HOME OF THE LADY DENMAN - Local history isn't always about the big story - the everyday story of life in the early development of the region can be a fascinating, entertaining and educational journey.

9 January 2014

On this Day

ALEXANDER BERRYJanuary 9th 1822 - Alexander Berry, in the vessel “Snapper” arrived at Shoalhaven.
He was prevented from entering by a line of breakers and so sailed 3 miles south to enter by the Crookhaven River. Finding the northern arm separated by some 250 yards of sand spit from the southern arm, the party “hauled the boat across”. He later returned in June 1822 to settle in the area.

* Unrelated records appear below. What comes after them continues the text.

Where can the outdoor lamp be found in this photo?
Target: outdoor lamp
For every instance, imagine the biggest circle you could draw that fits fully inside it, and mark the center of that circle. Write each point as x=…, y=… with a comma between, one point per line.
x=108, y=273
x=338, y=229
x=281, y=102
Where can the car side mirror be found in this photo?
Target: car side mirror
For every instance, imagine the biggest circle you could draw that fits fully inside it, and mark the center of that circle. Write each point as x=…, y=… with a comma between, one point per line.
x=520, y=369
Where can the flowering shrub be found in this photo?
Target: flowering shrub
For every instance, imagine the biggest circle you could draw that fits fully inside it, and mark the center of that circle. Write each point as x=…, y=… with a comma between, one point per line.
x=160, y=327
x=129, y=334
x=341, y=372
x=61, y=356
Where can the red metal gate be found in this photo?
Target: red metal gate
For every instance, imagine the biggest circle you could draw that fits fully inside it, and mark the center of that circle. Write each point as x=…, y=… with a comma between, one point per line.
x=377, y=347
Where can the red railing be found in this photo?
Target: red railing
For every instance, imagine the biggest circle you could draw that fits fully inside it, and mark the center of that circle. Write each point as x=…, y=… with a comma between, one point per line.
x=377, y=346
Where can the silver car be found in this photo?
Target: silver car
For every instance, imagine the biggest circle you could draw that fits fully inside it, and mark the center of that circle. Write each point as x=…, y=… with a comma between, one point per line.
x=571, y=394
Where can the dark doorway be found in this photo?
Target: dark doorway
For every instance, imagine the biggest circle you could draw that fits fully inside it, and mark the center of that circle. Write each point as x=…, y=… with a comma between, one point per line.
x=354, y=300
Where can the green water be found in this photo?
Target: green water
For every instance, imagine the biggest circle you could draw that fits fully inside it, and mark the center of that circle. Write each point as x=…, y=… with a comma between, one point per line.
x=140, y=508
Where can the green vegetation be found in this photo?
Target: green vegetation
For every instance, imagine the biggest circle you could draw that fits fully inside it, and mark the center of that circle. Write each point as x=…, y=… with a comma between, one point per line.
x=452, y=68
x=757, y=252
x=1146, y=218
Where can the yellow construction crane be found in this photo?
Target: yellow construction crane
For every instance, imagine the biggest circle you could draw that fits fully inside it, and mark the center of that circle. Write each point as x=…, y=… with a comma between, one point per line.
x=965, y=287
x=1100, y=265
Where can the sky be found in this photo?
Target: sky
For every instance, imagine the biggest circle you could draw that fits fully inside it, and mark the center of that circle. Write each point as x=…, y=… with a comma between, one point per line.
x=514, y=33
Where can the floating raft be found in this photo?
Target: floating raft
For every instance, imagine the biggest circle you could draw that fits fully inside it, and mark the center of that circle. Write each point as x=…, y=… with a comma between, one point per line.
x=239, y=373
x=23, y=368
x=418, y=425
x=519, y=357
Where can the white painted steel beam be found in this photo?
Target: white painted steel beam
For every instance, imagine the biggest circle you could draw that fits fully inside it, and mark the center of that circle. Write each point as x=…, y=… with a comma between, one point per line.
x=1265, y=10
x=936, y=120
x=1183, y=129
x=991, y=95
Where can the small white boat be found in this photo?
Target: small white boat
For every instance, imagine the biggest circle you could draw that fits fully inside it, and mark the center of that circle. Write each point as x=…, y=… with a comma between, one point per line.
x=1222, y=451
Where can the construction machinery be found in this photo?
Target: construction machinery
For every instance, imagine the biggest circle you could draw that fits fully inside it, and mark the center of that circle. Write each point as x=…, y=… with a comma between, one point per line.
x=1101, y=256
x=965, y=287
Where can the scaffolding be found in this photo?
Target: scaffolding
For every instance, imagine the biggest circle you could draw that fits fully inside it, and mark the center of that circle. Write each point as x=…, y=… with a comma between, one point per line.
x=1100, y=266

 Alexander Berry (30 November 1781 – 30 November 1873) was a Scottish-born surgeon, merchant and explorer who in 1822 was given a land grant of 10,000 acres and 100 convicts to establish the first European settlement on the south coast of New South Wales, Australia.

This settlement became known as the Coolangatta Estate and later developed into what is now the town of Berry, named in honour of Alexander and his brother David.

In June 1822, Berry and Woolstonecraft purchased a small cutter, the Blanche, an old decked vessel of 15 tons and Berry returned to the Shoalhaven with Hume and assigned servants (convicts) Hamilton Hume, David Souter and Toodwit and Aborigine known to Europeans as Broughton, to develop his land grant there.

This painting by Ian Hansen shows the loss of poor Davison and Kelly at the entrance to Shoalhaven River aboard the cutter Blanch at 4pm on the 23rd June 1822.

Cutter Description:
The Cutter during the 18th and 19th centuries was a small, single-masted vessel, fore-and-aft rigged, with two or more headsails, a bowsprit, with a mast set further back than in a sloop.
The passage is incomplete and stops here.